Paul Taylor can lay claim to being a billion-dollar turnaround specialist.
He boosted the profit at Denver-based Guaranty Bancorp, his last job, and helped it get sold for $1 billion in late 2018.
Then in only nine months, he managed to turn around the once problem-plagued Opus Bank (Nasdaq: OPB) enough that it was snapped up for a billion dollars by Irvine cross-town rival Pacific Premier Bancorp (Nasdaq: PPBI).
“We look forward to the opportunities and benefits this combination will bring to our shareholders,” Taylor said in a Feb. 3 statement about the deal.
Pacific Premier’s acquisition, which is scheduled to be completed in the second quarter, will create the sixth-largest bank on the West Coast with $19.8 billion in assets. It will allow Orange County’s largest locally based bank to expand its presence in markets such as Seattle and Portland.
The loan portfolio of Pacific Premier will nearly double to about $14.6 billion, including close to $5 billion of loans in the multifamily sector. It will also be able to expand into trust and escrow services.
Pacific Premier Chief Executive Steven Gardner said the acquisition will give his firm the scale needed to compete nowadays.
“The reality is we are in a consolidating industry and scale matters,” Gardner told analysts on a call to discuss the acquisition. “It provides greater capacity to invest in technology, to innovate and to create the operating efficiencies that lead to strong profitability.
“The combination of Pacific Premier and Opus provides one of the premier banks in the western U.S.”
Job Cuts?
It also means uncertain times for the estimated 1,700 employees of the two banks, including the approximately 750 who are based in Orange County. Taylor himself will not be joining the board or the management team.

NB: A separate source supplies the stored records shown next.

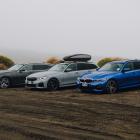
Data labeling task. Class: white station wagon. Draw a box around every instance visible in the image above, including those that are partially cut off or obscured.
[26,54,97,90]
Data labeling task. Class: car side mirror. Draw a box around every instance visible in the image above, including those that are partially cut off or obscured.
[96,68,100,71]
[65,68,72,72]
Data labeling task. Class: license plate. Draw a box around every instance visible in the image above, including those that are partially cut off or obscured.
[82,83,88,87]
[27,81,33,84]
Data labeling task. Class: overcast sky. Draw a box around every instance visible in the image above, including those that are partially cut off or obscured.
[0,0,140,62]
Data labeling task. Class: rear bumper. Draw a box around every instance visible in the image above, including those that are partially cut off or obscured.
[77,83,106,93]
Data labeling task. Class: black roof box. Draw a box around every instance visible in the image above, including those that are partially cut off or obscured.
[63,54,91,62]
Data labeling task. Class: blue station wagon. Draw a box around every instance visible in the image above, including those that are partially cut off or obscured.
[77,60,140,93]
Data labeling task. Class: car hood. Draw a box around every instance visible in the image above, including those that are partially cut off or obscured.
[82,71,119,79]
[28,71,61,78]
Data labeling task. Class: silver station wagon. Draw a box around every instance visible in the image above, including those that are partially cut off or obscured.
[26,62,97,90]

Once the banks are combined, the Opus brand name will be dropped.
The bank estimated the combination will result in $41 million in cost savings in 2021. Gardner made clear that the combined bank will be shutting some of its 88 branches.
“We anticipate there will be some duplicative positions and branch overlap from both organizations, which will result in modest staff reductions,” Gardner told the Business Journal in an email. “Pacific Premier’s approach is to assess both its staff and that of Opus to select the most capable and talented combined team when the transaction closes.”
The deal elevates further the trajectory of Gardner, who led Pacific Premier as the fourth-best performing stock of an Orange County based company in the last decade when it rose 891% (see the Feb. 3 print edition of the Business Journal).
In 2000, Gardner became CEO of a then-failing Riverside-based bank and eventually moved it to Irvine.
He astutely avoided calamities like the 2008 financial crisis. He grew the bank, which had less than $1 billion in assets in 2010, both organically and through acquisitions, which he made annually, except for last year.
“After a quiet 2019 on the M&A front, PPBI re-enters the M&A arena with a splash,” Raymond James analyst David Feaster wrote in a note to investors.
“Management has not been shy about its M&A intentions, and OPB checks all the boxes it has previously laid out,” he added.
“The transaction also brings new business lines that generate inexpensive funding and scalable fee income, along with a $1.2 billion deposit beachhead in the Seattle MSA,” D.A. Davidson analyst Gary Tenner wrote in a note to investors.
Pacific Premier now has a market cap of $1.8 billion, almost twice the size of Opus Bank’s valuation. After the all-stock deal is completed, Pacific Premier will own 63% of the combined company with Opus shareholders holding the remaining 37%.
Opus Over
The acquisition caps a decade-long run for Opus, one of the county’s most colorful banks.
Opus was put together in 2010 by Stephen Gordon, a longtime OC banking executive previously known for successfully leading Irvine-based Commercial Capital Bancorp., which was sold in 2006 for $1 billion.
Opus was backed by Wall Street hedge funds who owned more than a third of the bank’s shares.
After going public in 2014, its shares at one point topped $40 each with a market cap topping $1 billion.
However, cracks began to appear in 2016 when it ran into problems with commercial loans. The bank was regaining traction when it missed investors’ expectations in the third quarter of 2018 that caused its shares to fall 22% in one day. Gordon departed a month later and the stock fell to almost $18.
“I’m incredibly proud of the team’s passionate efforts to build this great company, thereby enabling this critically important milestone,” Gordon told the Business Journal. “As the founder and largest individual shareholder of Opus, I look forward to the successful completion of the announced transaction.”
Risk Down
Taylor, who arrived last May, went about cutting costs and improving metrics like return on average assets. The bank topped analysts’ profit estimates in both the third and fourth quarters.
During Taylor’s nine-month reign, the bank’s shares rose about 24% to about $26.78.
Opus has exited its riskier businesses, which has raised the quality of its loan portfolio, Gardner said.
“The timing of this acquisition aligned strongly with our growth objectives,” Gardner said. “As a result, we are well positioned to build the leading commercial bank headquartered in Southern California.”